A command line tool (and Python library) for archiving Twitter JSON
twarc is a command line tool and Python library for collecting and archiving Twitter JSON
data via the Twitter API. It has separate commands (twarc and twarc2) for working with the older
v1.1 API and the newer v2 API and Academic Access (respectively).
twarc has been developed with generous support from the Mellon Foundation.
New features are welcome and encouraged for twarc. However, to keep the core twarc library and command line tool sustainable we will look at new functionality with the following principles in mind:
For features and approaches that fall outside of this, twarc enables external packages to hook into the twarc2 command line tool via click-plugins. This means that if you want to propose new functionality, you can create your own package without coordinating with core twarc.
The documentation is managed at ReadTheDocs. If you would like to improve the documentation you can edit the Markdown files in docs
or add new ones. Then send a pull request and we can add it.
To view your documentation locally you should be able to:
pip install -r requirements-mkdocs.txt
pip install -e .
mkdocs serve
open http://127.0.0.1:8000/
If you prefer you can create a page on the wiki to workshop the documentation, and then when/if you think it’s ready to be merged with the documentation create an issue. Please feel free to create whatever documentation is useful in the wiki area.

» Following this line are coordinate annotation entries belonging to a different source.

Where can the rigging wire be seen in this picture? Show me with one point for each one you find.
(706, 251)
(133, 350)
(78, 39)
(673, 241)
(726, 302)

If you are interested in adding functionality to twarc or fixing something that’s broken here are the steps to setting up your development environment:
git clone https://github.com/docnow/twarc
cd twarc
pip install -r requirements.txt
Create a .env file that included Twitter App keys to use during testing:
BEARER_TOKEN=CHANGEME
CONSUMER_KEY=CHANGEME
CONSUMER_SECRET=CHANGEME
ACCESS_TOKEN=CHANGEME
ACCESS_TOKEN_SECRET=CHANGEME
Now run the tests:
python setup.py test
Add your code and some new tests, and send a pull request!